Plotting the results we can see a reasonable picture for Jupiter’s and Earth’s orbits.

Appendix B: The Canonical Symplectic Form for the Cotangent Bundle

There are plenty of symplectic manifolds besides \mathbb{R}^{2n}. The cotangent bundle has a canonical symplectic 2-form and hence is a symplectic manifold.

Proof

Let \pi : T^* M \longrightarrow M be the projection function from the cotangent bundle to the base manifold, that is, \pi(x,\xi) = x. Then \pi_* : T(T^*M) \longrightarrow TM and we can define a 1-form (the canonical or tautological 1-form) on v \in T_{(x,\xi)}(T^* M) as

\displaystyle  \theta_{(x,\xi)} (v) = \xi(\pi_* v)

By definition:

\displaystyle  \pi_* \bigg(\frac{\partial}{\partial x_i}\bigg)(f) = \frac{\partial}{\partial x_i}(f \circ \pi) = \frac{\partial f}{\partial x_i}

and

\displaystyle  \pi_* \bigg(\frac{\partial}{\partial \xi_i}\bigg)(f) = \frac{\partial}{\partial \xi_i}(f \circ \pi) = 0

If we then write v \in T_{(x,\xi)}(T^*M) in co-ordinate form:

\displaystyle  v = a^i\frac{\partial}{\partial x_i} + \alpha^i\frac{\partial}{\partial \xi_i}

we have

\displaystyle  \pi_*v = a^i\pi_*\frac{\partial}{\partial x_i} + \alpha^i\pi_*\frac{\partial}{\partial \xi_i} = a^i\frac{\partial}{\partial x_i}

Taking \xi = \xi_i dx^i we have that

\displaystyle  \xi(\pi_*v) = \xi_i a^i

Thus we have:

\displaystyle  \theta_{(x,\xi)} = \xi_i dx^i

We then have a closed 2-form

\displaystyle  \omega = d\theta

In co-ordinate terms:

\displaystyle  \omega = d\theta = d (\xi_i dx^i) = d\xi^i \wedge dx^i

Bibliography

Cross, Matthew I. 2006. Symplectic integrators and optimal control. UK.

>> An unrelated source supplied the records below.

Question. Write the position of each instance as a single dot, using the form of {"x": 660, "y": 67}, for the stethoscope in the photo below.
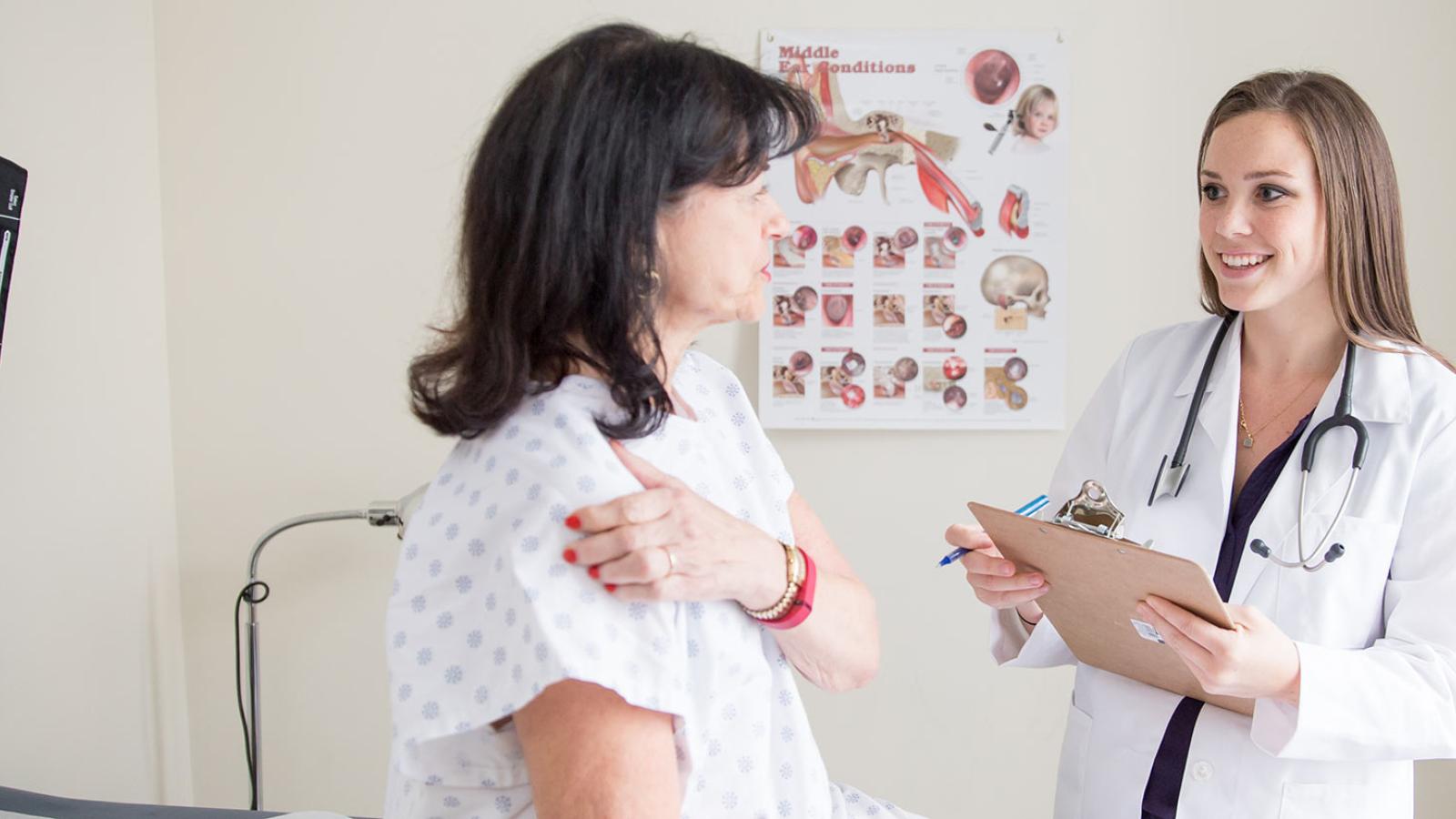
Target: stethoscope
{"x": 1171, "y": 475}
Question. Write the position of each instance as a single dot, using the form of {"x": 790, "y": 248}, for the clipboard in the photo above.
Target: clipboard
{"x": 1097, "y": 581}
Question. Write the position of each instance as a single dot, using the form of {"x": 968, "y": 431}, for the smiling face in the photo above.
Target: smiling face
{"x": 1261, "y": 216}
{"x": 713, "y": 249}
{"x": 1041, "y": 120}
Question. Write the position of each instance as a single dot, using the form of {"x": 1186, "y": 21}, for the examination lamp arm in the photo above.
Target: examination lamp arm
{"x": 379, "y": 513}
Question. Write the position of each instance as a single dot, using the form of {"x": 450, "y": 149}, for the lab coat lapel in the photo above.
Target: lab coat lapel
{"x": 1380, "y": 394}
{"x": 1219, "y": 417}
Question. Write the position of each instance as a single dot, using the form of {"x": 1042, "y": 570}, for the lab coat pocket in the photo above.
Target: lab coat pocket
{"x": 1341, "y": 605}
{"x": 1334, "y": 800}
{"x": 1072, "y": 768}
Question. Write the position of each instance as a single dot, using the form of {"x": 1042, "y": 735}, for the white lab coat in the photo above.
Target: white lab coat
{"x": 1376, "y": 632}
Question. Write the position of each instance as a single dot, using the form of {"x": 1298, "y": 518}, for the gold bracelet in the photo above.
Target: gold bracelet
{"x": 795, "y": 570}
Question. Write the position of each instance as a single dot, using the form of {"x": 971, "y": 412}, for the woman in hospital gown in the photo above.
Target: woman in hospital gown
{"x": 568, "y": 629}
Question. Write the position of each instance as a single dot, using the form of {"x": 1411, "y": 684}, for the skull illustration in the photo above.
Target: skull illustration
{"x": 1016, "y": 280}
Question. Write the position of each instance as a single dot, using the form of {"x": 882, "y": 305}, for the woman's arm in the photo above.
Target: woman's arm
{"x": 594, "y": 756}
{"x": 837, "y": 647}
{"x": 720, "y": 557}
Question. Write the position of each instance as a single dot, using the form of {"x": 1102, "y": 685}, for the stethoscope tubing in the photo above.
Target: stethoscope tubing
{"x": 1341, "y": 417}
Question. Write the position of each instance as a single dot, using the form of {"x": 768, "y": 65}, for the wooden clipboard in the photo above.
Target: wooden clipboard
{"x": 1096, "y": 588}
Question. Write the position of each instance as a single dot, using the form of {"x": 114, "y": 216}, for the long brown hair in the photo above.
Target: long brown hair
{"x": 1365, "y": 239}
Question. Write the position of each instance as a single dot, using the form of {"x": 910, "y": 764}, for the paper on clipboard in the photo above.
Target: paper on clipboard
{"x": 1097, "y": 583}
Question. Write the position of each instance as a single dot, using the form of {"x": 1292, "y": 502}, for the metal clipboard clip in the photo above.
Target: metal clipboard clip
{"x": 1091, "y": 511}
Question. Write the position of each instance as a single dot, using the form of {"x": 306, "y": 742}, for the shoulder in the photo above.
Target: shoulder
{"x": 703, "y": 376}
{"x": 1174, "y": 349}
{"x": 548, "y": 450}
{"x": 1433, "y": 388}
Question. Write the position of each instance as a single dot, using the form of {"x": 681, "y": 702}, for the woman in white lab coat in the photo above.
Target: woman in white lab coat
{"x": 1353, "y": 666}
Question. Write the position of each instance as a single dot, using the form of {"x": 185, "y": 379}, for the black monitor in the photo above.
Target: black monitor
{"x": 12, "y": 198}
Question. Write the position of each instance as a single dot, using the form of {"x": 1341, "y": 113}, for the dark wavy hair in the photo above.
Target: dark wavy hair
{"x": 561, "y": 208}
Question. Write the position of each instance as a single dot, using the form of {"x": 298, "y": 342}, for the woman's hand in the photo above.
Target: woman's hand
{"x": 670, "y": 544}
{"x": 994, "y": 577}
{"x": 1252, "y": 661}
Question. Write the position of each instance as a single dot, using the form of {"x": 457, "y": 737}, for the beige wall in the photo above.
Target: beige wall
{"x": 92, "y": 700}
{"x": 310, "y": 162}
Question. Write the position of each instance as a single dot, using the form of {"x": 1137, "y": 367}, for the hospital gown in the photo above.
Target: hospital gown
{"x": 485, "y": 614}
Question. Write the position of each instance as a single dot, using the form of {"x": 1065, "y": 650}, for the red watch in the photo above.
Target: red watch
{"x": 798, "y": 598}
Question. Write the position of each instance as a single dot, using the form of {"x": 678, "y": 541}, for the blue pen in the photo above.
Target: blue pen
{"x": 1026, "y": 511}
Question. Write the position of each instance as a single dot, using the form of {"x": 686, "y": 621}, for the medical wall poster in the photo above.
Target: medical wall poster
{"x": 12, "y": 198}
{"x": 924, "y": 278}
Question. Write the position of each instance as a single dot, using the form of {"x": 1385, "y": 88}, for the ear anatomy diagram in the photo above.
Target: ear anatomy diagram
{"x": 1001, "y": 383}
{"x": 846, "y": 150}
{"x": 992, "y": 76}
{"x": 1014, "y": 217}
{"x": 1016, "y": 280}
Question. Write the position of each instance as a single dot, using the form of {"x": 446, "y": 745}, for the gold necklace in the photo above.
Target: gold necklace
{"x": 1244, "y": 421}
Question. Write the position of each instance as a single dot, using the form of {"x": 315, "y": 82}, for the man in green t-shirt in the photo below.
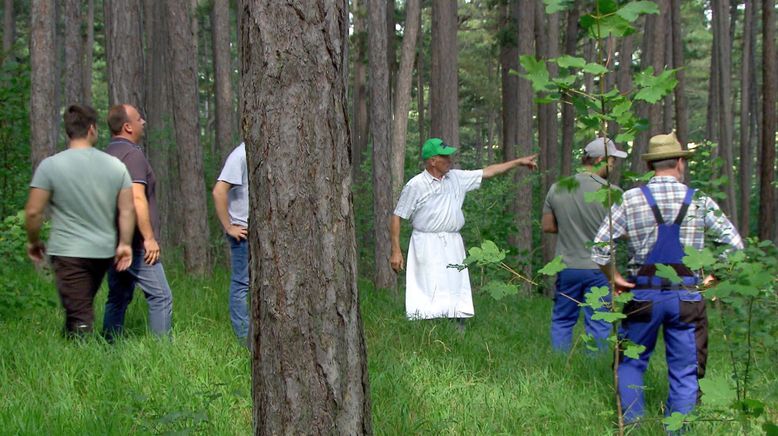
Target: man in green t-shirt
{"x": 566, "y": 213}
{"x": 84, "y": 190}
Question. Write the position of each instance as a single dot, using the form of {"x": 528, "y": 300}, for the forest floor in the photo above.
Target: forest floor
{"x": 498, "y": 377}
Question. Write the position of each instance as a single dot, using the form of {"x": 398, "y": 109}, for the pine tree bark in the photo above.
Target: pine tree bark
{"x": 309, "y": 362}
{"x": 184, "y": 108}
{"x": 124, "y": 52}
{"x": 380, "y": 115}
{"x": 9, "y": 26}
{"x": 444, "y": 88}
{"x": 746, "y": 155}
{"x": 43, "y": 91}
{"x": 402, "y": 94}
{"x": 359, "y": 105}
{"x": 74, "y": 49}
{"x": 767, "y": 201}
{"x": 225, "y": 137}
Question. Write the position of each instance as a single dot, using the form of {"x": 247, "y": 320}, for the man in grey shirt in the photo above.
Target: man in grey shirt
{"x": 231, "y": 200}
{"x": 83, "y": 189}
{"x": 575, "y": 221}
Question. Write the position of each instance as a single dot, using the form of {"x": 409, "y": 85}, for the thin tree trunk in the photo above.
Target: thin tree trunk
{"x": 402, "y": 94}
{"x": 769, "y": 96}
{"x": 225, "y": 137}
{"x": 444, "y": 88}
{"x": 74, "y": 60}
{"x": 9, "y": 26}
{"x": 43, "y": 57}
{"x": 183, "y": 79}
{"x": 124, "y": 52}
{"x": 309, "y": 363}
{"x": 746, "y": 156}
{"x": 380, "y": 115}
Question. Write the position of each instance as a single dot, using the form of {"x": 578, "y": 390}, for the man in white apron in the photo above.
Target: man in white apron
{"x": 432, "y": 201}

Fitzpatrick, Richard. 1996. “Newtonian Dynamics.” http://farside.ph.utexas.edu/teaching/336k/lectures.

Hairer, E., C. Lubich, and G. Wanner. 2010. Geometric Numerical Integration: Structure-Preserving Algorithms for Ordinary Differential Equations. Springer Series in Computational Mathematics. Springer. http://books.google.co.uk/books?id=ssrFQQAACAAJ.

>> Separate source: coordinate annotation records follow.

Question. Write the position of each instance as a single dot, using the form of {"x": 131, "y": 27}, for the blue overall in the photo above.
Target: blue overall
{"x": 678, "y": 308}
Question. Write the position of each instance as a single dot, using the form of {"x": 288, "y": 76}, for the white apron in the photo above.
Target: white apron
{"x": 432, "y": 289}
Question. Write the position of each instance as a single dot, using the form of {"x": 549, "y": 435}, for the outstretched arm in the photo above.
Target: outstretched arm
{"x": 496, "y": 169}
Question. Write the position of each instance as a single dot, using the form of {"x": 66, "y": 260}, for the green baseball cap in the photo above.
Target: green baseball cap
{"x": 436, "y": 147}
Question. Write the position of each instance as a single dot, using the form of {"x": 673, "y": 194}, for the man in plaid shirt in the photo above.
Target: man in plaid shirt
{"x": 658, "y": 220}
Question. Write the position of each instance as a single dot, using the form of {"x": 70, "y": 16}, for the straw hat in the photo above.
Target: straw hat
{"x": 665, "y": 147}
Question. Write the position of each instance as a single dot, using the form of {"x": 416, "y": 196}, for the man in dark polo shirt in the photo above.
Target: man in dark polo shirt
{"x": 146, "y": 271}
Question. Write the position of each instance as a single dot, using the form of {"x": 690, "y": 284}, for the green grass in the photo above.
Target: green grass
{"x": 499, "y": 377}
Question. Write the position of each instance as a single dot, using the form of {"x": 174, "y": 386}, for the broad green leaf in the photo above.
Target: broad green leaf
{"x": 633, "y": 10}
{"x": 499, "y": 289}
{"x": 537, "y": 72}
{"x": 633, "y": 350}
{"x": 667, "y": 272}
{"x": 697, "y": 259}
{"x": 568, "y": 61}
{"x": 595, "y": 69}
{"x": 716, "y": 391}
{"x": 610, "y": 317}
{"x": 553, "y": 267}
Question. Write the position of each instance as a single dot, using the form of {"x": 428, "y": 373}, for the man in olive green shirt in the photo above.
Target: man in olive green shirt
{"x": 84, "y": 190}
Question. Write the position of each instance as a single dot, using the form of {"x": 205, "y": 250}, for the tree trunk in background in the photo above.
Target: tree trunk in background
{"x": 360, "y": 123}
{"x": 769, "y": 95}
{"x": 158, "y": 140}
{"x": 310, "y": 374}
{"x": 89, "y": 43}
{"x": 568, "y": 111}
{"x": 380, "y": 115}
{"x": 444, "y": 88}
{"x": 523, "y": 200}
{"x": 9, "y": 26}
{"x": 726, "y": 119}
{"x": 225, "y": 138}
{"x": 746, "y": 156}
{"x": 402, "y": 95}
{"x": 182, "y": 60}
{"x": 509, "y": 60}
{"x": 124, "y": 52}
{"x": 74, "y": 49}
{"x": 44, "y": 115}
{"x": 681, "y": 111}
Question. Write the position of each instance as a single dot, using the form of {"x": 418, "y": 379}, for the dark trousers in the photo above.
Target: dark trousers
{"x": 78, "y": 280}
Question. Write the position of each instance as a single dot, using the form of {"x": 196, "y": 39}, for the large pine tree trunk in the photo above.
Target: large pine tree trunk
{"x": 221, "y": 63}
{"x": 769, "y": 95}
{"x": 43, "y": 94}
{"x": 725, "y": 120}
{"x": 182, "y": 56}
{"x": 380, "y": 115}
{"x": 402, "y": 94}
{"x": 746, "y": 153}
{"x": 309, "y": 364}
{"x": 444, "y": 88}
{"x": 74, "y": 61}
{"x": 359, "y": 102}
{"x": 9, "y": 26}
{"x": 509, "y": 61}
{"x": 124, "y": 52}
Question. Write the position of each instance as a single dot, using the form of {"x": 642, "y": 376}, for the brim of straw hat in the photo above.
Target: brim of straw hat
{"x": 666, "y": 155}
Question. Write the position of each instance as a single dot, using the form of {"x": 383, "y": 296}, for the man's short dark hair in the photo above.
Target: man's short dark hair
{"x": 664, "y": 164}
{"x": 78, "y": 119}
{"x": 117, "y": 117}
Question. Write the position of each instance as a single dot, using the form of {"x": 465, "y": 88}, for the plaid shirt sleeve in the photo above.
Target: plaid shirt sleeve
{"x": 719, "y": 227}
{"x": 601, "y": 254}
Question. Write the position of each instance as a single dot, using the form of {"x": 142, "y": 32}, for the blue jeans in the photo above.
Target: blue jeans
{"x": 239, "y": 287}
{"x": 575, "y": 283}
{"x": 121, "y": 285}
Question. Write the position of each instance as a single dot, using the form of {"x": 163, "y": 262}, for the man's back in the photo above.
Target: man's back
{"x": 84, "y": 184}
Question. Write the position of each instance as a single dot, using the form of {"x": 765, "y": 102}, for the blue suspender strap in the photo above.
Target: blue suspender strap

Hudak, Paul, John Hughes, Simon Peyton Jones, and Philip Wadler. 2007. “A history of Haskell: being lazy with class.” In Proceedings of the third ACM SIGPLAN conference on History of programming languages, 12–1. New York, NY, USA: ACM. http://doi.acm.org/10.1145/1238844.1238856.

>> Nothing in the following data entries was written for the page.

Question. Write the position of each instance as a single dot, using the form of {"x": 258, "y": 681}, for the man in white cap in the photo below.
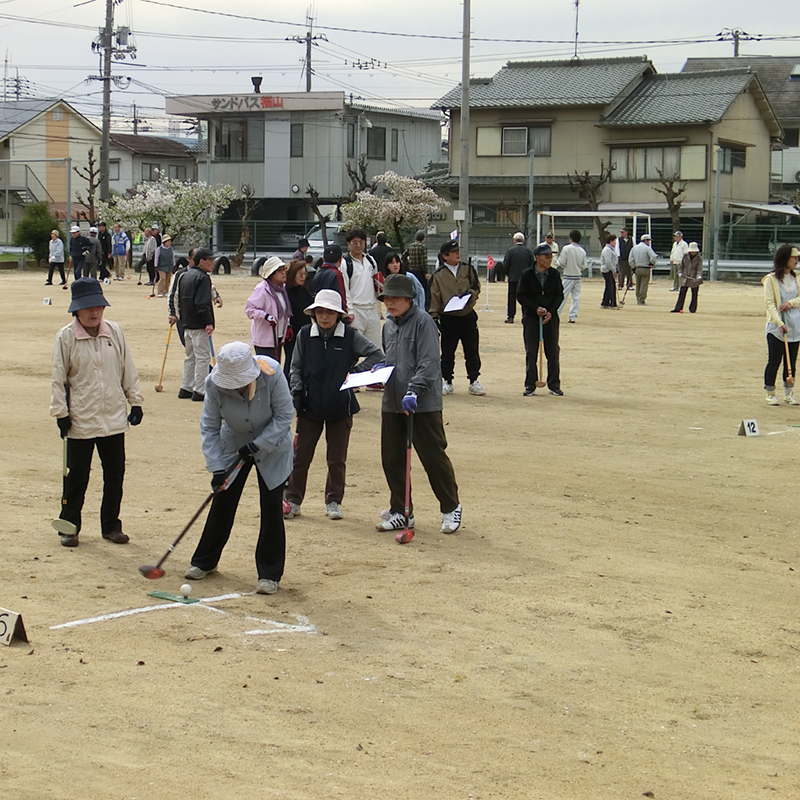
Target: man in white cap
{"x": 247, "y": 417}
{"x": 642, "y": 260}
{"x": 324, "y": 353}
{"x": 679, "y": 249}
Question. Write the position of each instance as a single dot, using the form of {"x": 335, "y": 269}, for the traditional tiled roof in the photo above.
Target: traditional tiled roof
{"x": 581, "y": 82}
{"x": 152, "y": 145}
{"x": 687, "y": 98}
{"x": 774, "y": 72}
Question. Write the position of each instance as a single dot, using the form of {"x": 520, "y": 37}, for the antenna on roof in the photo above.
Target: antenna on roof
{"x": 575, "y": 54}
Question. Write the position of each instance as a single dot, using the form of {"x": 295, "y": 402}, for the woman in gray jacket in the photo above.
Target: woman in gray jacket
{"x": 247, "y": 414}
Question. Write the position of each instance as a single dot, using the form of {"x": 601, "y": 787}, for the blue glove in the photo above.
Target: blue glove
{"x": 410, "y": 402}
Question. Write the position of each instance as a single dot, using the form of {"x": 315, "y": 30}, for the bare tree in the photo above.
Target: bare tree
{"x": 588, "y": 187}
{"x": 673, "y": 194}
{"x": 91, "y": 175}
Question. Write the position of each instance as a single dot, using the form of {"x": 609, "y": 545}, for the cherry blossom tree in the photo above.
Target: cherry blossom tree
{"x": 404, "y": 205}
{"x": 183, "y": 209}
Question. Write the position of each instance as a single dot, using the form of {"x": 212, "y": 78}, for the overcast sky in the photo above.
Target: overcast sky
{"x": 181, "y": 51}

O’Neill, B. 1983. Semi-Riemannian Geometry With Applications to Relativity, 103. Pure and Applied Mathematics. Elsevier Science. http://books.google.co.uk/books?id=CGk1eRSjFIIC.

Yoshida, H. 1992. “Symplectic Integrators for Hamiltonian Systems: Basic Theory.” In Chaos, Resonance, and Collective Dynamical Phenomena in the Solar System, ed. S. Ferraz-Mello, 152:407.